Achieving the SDGs is a global responsibility. Domestic strategies to achieve the SDGs must avoid generating negative impacts – or “spillovers” – on other countries. The report shows that high-income countries and OECD countries tend to generate the largest negative spillovers, notably through unsustainable supply chains, base erosion, and profit shifting. Spillovers must be understood, measured, and carefully managed.
Regional average SDG Index score against International Spillover Index score
Other findings of the Sustainable Development Report 2021
East and South Asia has progressed more on the SDGs than any other region, both since 2010 and since the adoption of the goals in 2015. The three individual countries that have progressed most on the SDG Index score since 2015 are Bangladesh, Côte d’Ivoire, and Afghanistan.
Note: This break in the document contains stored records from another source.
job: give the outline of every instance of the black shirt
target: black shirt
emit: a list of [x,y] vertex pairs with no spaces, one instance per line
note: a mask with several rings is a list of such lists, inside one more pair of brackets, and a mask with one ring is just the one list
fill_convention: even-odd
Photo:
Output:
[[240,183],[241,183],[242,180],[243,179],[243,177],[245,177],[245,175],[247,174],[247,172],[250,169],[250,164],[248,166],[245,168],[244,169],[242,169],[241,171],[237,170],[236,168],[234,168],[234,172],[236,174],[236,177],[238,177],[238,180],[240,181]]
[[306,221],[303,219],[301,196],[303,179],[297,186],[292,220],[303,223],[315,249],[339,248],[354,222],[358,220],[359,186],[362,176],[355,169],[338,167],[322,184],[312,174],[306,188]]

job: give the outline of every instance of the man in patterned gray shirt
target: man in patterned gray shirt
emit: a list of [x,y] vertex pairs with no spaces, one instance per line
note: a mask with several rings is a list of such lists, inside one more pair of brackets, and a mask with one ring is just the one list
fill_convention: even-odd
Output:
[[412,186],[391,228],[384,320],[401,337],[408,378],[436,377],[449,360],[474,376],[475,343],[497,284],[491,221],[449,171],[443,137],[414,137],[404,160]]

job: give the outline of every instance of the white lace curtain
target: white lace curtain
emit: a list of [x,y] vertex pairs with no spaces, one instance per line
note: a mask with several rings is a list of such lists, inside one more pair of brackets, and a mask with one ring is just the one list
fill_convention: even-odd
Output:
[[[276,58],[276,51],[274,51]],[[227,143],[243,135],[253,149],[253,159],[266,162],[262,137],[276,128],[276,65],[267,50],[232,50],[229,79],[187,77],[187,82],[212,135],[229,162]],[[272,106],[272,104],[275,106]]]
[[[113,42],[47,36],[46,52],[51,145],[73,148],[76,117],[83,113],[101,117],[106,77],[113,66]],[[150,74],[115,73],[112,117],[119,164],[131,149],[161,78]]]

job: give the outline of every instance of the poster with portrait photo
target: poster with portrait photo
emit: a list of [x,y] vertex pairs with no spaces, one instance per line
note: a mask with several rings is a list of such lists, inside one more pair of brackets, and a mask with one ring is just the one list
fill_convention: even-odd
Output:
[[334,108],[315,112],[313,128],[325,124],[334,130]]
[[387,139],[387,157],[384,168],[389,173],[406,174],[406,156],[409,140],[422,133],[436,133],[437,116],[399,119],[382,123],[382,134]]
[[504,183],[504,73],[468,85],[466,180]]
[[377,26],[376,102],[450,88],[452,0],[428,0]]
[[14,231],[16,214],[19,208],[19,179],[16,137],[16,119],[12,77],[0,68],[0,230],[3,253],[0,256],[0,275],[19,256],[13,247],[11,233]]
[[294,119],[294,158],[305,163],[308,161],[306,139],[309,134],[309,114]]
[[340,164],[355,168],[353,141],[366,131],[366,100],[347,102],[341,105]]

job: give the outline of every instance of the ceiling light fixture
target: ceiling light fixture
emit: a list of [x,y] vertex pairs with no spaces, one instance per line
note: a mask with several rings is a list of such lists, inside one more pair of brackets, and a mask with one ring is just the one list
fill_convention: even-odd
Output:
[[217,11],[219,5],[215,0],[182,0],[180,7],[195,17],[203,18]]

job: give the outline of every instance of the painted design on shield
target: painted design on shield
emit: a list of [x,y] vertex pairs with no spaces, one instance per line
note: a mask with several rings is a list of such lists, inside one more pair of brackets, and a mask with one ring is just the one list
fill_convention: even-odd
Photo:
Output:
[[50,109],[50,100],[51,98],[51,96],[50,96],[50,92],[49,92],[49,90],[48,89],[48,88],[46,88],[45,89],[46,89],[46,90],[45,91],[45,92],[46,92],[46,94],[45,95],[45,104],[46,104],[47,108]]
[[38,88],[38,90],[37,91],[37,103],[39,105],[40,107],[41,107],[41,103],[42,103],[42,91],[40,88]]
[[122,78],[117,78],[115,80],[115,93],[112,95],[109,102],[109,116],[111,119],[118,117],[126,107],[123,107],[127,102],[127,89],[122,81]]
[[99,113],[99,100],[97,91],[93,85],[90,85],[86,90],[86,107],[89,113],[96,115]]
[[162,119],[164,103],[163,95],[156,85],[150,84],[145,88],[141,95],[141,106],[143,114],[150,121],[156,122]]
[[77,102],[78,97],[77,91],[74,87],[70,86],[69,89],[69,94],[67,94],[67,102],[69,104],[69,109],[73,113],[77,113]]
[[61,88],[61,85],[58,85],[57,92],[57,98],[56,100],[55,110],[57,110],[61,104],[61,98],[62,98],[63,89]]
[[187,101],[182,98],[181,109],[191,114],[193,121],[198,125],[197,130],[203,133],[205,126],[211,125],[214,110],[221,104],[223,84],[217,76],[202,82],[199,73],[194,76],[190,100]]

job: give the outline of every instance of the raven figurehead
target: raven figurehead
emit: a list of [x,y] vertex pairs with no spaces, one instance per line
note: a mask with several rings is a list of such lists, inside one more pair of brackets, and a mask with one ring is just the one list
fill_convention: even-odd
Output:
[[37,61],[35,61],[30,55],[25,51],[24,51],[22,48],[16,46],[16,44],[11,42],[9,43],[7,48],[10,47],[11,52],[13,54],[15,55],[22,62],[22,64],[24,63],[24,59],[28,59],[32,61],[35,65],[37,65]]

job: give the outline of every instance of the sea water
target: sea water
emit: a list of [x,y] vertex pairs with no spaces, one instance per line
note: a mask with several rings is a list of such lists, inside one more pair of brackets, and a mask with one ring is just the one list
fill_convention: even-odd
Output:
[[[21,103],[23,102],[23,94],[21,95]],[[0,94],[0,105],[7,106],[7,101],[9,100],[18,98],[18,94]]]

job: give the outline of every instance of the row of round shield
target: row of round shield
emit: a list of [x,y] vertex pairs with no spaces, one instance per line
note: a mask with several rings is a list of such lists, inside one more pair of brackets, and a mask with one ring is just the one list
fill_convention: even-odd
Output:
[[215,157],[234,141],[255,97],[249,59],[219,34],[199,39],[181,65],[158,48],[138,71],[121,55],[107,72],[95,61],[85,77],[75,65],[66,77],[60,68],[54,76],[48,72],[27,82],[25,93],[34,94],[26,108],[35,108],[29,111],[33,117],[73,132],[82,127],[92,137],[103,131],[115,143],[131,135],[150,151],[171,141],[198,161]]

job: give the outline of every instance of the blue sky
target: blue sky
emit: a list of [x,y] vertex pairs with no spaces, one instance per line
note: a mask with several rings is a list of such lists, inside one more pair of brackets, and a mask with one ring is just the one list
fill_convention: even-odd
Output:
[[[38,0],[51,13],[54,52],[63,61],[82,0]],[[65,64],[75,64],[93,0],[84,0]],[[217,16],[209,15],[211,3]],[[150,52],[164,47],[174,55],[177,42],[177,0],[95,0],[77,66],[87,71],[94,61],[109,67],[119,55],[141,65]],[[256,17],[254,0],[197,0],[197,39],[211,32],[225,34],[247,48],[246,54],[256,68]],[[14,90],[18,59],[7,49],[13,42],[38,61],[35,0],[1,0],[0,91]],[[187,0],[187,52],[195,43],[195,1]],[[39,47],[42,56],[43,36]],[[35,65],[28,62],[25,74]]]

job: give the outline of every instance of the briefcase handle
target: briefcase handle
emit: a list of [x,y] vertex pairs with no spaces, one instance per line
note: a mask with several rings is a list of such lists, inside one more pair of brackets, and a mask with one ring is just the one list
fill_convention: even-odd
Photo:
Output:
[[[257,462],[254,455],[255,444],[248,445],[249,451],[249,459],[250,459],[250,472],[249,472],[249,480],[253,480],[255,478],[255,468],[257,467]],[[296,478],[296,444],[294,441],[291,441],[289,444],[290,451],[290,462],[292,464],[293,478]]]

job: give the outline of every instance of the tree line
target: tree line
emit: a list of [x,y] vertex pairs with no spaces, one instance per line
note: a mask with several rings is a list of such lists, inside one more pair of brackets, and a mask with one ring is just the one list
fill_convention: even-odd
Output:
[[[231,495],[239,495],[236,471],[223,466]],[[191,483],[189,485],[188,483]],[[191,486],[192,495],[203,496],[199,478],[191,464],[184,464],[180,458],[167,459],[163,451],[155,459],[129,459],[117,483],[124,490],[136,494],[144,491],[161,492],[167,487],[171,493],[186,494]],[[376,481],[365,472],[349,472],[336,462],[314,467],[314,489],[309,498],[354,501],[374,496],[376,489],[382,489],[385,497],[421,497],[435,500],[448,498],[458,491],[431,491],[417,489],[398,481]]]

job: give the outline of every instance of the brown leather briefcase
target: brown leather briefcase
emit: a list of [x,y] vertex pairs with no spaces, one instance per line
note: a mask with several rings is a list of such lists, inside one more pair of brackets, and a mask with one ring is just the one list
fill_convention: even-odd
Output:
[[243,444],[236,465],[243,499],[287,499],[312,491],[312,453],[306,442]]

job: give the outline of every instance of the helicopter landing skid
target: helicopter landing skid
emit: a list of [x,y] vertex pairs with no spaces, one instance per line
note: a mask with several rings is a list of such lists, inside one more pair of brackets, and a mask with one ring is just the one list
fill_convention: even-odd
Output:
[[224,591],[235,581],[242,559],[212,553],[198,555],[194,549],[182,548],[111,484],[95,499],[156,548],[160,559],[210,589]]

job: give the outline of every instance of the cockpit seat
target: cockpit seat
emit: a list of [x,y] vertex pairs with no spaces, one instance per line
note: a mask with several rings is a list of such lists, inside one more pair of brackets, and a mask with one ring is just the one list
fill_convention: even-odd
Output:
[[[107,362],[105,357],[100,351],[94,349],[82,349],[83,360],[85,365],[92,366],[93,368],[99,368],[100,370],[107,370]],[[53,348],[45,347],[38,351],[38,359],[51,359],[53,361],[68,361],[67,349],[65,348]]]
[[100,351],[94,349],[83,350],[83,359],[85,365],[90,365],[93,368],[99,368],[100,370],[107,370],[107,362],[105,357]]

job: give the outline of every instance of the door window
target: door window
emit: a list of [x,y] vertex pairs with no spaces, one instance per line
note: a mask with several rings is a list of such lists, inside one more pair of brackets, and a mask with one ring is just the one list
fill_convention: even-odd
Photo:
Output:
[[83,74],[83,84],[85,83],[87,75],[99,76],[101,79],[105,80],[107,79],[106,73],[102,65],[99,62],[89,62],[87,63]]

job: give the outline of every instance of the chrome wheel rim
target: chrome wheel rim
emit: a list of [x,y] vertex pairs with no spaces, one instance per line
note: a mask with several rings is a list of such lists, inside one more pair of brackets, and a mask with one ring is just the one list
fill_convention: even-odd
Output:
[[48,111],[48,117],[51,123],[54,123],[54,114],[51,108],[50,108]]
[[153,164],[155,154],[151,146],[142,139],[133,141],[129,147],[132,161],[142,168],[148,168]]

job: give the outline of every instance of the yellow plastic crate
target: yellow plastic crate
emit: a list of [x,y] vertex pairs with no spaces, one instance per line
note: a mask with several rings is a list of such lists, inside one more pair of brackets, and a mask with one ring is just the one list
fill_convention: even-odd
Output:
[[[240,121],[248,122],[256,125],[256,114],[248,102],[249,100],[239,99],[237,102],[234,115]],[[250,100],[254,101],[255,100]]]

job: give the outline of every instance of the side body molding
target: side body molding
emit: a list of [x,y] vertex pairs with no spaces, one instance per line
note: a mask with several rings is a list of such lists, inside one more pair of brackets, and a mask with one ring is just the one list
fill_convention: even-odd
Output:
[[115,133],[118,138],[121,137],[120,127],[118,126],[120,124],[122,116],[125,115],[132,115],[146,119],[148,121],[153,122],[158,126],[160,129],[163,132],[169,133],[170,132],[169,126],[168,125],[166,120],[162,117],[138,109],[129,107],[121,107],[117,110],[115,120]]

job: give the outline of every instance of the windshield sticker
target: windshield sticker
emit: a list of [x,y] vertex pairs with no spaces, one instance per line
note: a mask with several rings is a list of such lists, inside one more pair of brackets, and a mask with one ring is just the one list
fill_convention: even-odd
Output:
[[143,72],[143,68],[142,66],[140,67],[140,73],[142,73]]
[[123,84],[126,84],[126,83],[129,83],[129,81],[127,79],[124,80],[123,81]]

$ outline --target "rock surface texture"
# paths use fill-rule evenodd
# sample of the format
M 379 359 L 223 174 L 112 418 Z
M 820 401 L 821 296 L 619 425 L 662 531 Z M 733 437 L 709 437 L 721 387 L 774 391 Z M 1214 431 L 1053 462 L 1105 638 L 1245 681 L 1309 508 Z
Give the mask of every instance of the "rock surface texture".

Some of the countries that progressed most also started from lower baselines. By contrast, the three countries that have declined the most are Venezuela, Tuvalu, and Brazil.
There is some discrepancy between expressed political support for the SDGs and integration of the goals into strategic public policy processes. This year’s SDSN Survey on government efforts for the SDGs reveals that fewer than half the countries surveyed (20 out of 48) mention the SDGs or use related terms in their latest official budget document. Forward looking policy trackers for key SDG transformations can help move beyond commitments and track countries’ actions.
More than five years after the adoption of the SDGs, considerable gaps in official statistics remain in terms of country coverage and timeliness for many SDGs; in particular SDG 4 (Quality Education), SDG 5 (Gender Equality), SDG 12 (Responsible Consumption and Production), SDG 13 (Climate Action), and SDG 14 (Life Below Water).
Since 2015, this annual report has provided the most up-to-date data to track and rank the performance of all UN member states on the SDGs. As an unofficial monitoring tool published by Cambridge University Press, the SDR is complementary to official efforts to monitor the SDGs.